The submission said: “Due to the continuing Covid-19 related public health restrictions, the overall volume of alcohol sold has decreased with a substantial change in the relative volumes of drink types.

“With both beer and cider having a high percentage of total sales in the on-trade [pub trade], these have been the worst affected with wine, sold more in the off trade, the least affected.”

Officials also warned the effect of Britain’s exit from the EU had not yet been fully felt because of the pandemic as new duty-free services had not developed as expected.

It said: “[This] raises concerns around the wider availability of low-priced tobacco and alcohol products in the State and the negative impact on the Government’s public health policy.”

The submission also said the introduction of so-called “minimum unit pricing” south of the Border for alcohol could be problematic if not introduced simultaneously in Northern Ireland.

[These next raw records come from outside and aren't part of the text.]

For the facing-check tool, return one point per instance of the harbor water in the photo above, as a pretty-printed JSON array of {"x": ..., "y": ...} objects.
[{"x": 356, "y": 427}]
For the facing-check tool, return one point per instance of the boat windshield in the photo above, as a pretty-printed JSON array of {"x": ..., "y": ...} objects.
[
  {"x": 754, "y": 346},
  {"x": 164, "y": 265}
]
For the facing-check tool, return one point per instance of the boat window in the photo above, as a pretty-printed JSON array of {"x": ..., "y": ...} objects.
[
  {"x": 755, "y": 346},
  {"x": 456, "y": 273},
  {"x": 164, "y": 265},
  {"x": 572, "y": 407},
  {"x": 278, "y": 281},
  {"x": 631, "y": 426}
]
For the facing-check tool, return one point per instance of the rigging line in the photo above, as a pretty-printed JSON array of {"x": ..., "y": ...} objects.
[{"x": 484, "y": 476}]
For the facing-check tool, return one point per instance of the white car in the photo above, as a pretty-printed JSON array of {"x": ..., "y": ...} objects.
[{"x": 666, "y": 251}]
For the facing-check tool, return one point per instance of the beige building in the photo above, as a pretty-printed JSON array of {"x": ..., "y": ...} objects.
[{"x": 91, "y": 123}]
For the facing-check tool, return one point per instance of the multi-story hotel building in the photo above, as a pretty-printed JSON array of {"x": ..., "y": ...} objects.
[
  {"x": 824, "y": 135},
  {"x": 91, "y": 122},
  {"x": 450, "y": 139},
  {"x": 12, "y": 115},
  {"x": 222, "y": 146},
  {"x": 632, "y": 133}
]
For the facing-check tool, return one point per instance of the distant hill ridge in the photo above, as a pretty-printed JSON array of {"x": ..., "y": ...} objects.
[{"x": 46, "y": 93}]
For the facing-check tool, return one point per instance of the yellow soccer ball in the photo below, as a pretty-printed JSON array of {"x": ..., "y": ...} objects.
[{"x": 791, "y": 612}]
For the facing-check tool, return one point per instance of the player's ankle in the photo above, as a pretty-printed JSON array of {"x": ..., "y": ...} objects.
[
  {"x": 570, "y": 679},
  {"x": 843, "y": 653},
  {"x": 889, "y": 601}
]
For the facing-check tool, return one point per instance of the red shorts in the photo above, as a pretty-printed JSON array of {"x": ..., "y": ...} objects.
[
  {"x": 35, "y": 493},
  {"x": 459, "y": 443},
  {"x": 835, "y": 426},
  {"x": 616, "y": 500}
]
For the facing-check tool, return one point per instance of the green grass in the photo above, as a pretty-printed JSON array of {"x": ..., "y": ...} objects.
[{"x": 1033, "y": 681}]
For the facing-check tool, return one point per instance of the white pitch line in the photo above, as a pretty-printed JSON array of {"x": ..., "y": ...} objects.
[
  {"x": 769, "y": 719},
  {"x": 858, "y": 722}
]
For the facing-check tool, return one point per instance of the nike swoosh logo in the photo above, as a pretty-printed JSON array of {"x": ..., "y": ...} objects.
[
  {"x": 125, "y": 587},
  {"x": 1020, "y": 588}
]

The measure is due to come into force on New Year’s Day and could create a “significant price differential” that would lead to cross-Border shopping for alcohol.

Mr Donohoe decided to leave excise duty untouched however, with a note from him saying: “No change in this area – no change in excise rates.”

A submission on carbon taxes explained how the exchequer’s take from energy taxes had dropped by €300 million last year “due to the impact of public health restrictions”.

Officials detailed how further increases were likely to “exacerbate cross-Border issues” which incentivised the illegal sale of coal from the North to the South.

A note from Mr Donohoe said: “Move ahead with carbon tax increases. No change in other taxes/levies. No change to diesel rebate scheme.”

Asked to comment on the records, the Department of Finance said they were self-explanatory and reflected the position and considerations at the time.